The SCSI standard defines several ways of increasing throughput on the bus. Namely, the mentioned "wide" approach increases throughput by doubling or quadrupling the width of the data bus from 8 to 16 or 32 bits. Additionally, the "wide" SCSI bus doubles the maximum number of devices that can be connected to the bus to 16. The "fast" method increases the throughput by increasing the bus clock rate, from 5 to 10, 20, or even 40 MHz. Combined together, "fast/wide" configurations are able to achieve 80 MB/sec throughput (160 MB/sec with Ultra-3). Table 1 contains a summary of the three SCSI standards in use today and their characteristics.

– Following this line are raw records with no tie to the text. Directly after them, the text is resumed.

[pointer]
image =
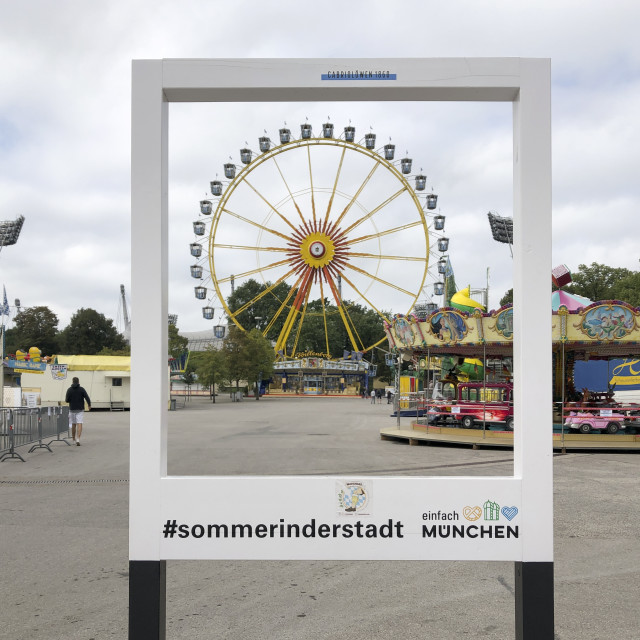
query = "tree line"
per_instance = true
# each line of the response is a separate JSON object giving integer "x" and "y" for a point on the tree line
{"x": 245, "y": 356}
{"x": 88, "y": 332}
{"x": 600, "y": 282}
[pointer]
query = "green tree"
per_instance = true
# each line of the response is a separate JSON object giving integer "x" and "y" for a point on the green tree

The SCSI standard has changed over the years to address the ever-increasing need for more bandwidth, as well as an ability to connect more devices over longer distances. Fibre Channel (FC) is part of the SCSI-3 standard that addresses all of these issues extremely effectively. Specifically, FC allows distances up to 10 km and transfer rates up to 100 MB/sec over optical fiber, as well as an ability to connect a large number of devices in a variety of topologies. Refer to the bibliography for more information on FC.
RAID implementations are most often mentioned in context of preserving data integrity and availability (a discussion of this topic follows). Additionally, RAID is often detrimental in maximizing the performance of the disk subsystem. RAID 0, RAID 0+1 (or RAID 1+0), and RAID 5 are the most commonly used implementations that can accomplish exactly this.
The best performing RAID type is RAID 0 (striping), which derives its improved performance from a more efficient utilization of the disks and the SCSI bus. In a RAID 0 configuration, small chunks of data are read and written on physically different disks. One negative aspect of RAID 0 is that a failure of a single member disk will render the RAID set useless. Mirroring is often added to striping to improve reliability, while preserving most of the performance benefits of RAID 0. RAID 1+0 (mirroring + striping) and RAID 0+1 (striping + mirroring) also have a fringe benefit of reducing drive utilization for reads: since mirroring stores identical data on at least two disks (sub-mirrors), and it can be accessed from the least busy of the sub-mirrors.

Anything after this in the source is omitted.